Le procès devant la CPI de Laurent Gbagbo, l’ancien chef d’Etat ivoirien et de son acolyte Charles Blé Goudé tous deux accusés de « crimes contre l’humanité » a une nouvelle fois dominé la semaine de la justice transitionnelle. Les deux hommes ont rejeté les charges pesant contre eux, Blé Goudé se présentant comme un homme de paix, comparable à Martin Luther King. Plusieurs incidents ont marqué les audiences, les noms de quatre témoins à charge censés rester anonymes ont été ainsi révélés par inadvertance. Des couacs gênants pour une Cour toujours en manque de crédibilité.
Les audiences ont ainsi relancé le récurrent débat sur la Cour Pénale qui n’accuse et ne juge que des Africains, notamment au dernier sommet de l'Union Africaine. Factuellement juste, la Cour créée en 2002 a ouvert 9 enquêtes, huit contre des Africains et une tout récemment sur la Russie, cette critique cache aussi une belle hypocrisie de nombreux chefs d’Etat africains « à vie » en mal d’impunité et d’immunité. Comme le disait un éditorial du quotidien kenyan The Daily Nation, cité par Justiceinfo.net, « le clou du dernier sommet de l’Union Africaine a été une demande d’immunité pour les chefs d’Etat africains qui brutalisent leur peuple ».
Même ambiguité du côté du Président ivoirien actuel Alassane Ouattara qui promet désormais de ne plus envoyer l’un de ses concitoyens à la CPI où il a envoyé son prédécesseur.
La Côte d’Ivoire peut désormais juger ses fils, explique Ouattarra alors qu’aucun de ses partisans n’a été réellement poursuivi pour les violences électorales commises aussi dans son camp en 2010.
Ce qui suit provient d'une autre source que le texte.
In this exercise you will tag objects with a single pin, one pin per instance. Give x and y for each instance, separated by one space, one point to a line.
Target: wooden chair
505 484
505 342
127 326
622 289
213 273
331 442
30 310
Quant à une Cour africaine dépendant de l’UA, elle n’aurait ni les moyens ni l’indépendance de la CPI.
Comme l’écrit Hamidou Anne dans le Monde : « L’argument du racisme de la CPI est un point marketing extrêmement lucratif en Afrique. Mais est-il du niveau des vies humaines avec lesquelles on s’amuse au quotidien sur le continent ? ».
Preuve que ces accusations contre la CPI cachent avant tout l’absence de véritables Etats de droit dans la quasi-totalité des pays d’Afrique.
Ainsi, la RDC a ouvert son premier procès pour génocide contre des bantous et des pygmées accusés de violences inter-communautaires. Ces massacres qui ont fait des dizaines de morts et des milliers de déplacés étaient passés sous les écrans radars des medias.
Mais, le procès s’enlise à Lubumbashi. Comme le décrit Habibou Bangré la correspondante de Justiceinfo.net en RDC, « Le procès de Lubumbashi s’est ouvert en août. Peu après, l’un des 11 suspects pygmées, arrivé à une audience squelettique et trop faible pour tenir debout a été hospitalisé, avant de décéder. Les débuts ont aussi été marqués par l’absence de juges et, par la suite, l’affaire a sans cesse été renvoyée pour cause de non-comparution des témoins. Dernier exemple en date avec l’audience du 11 janvier, reportée au 22 février ».
Toujours en République Démocratique du Congo, l’ancien milicien Germain Katanga tout juste retourné dans son pays après avoir été purgé sa peine prononcée par la CPI, s’est retrouvé derrière les barreaux et devant des juges congolais. Faisant dire à ses défenseurs qu’il s’agissait d’un procès politique.
Même en Tunisie, dernier modèle du printemps arabe, la transition est difficile, comme le montre l’utilisation arbitraire d’une loi répressive datant de l’ancien régime condamnée par la société civile et les ONG contre les jeunes consommateurs de cannabis.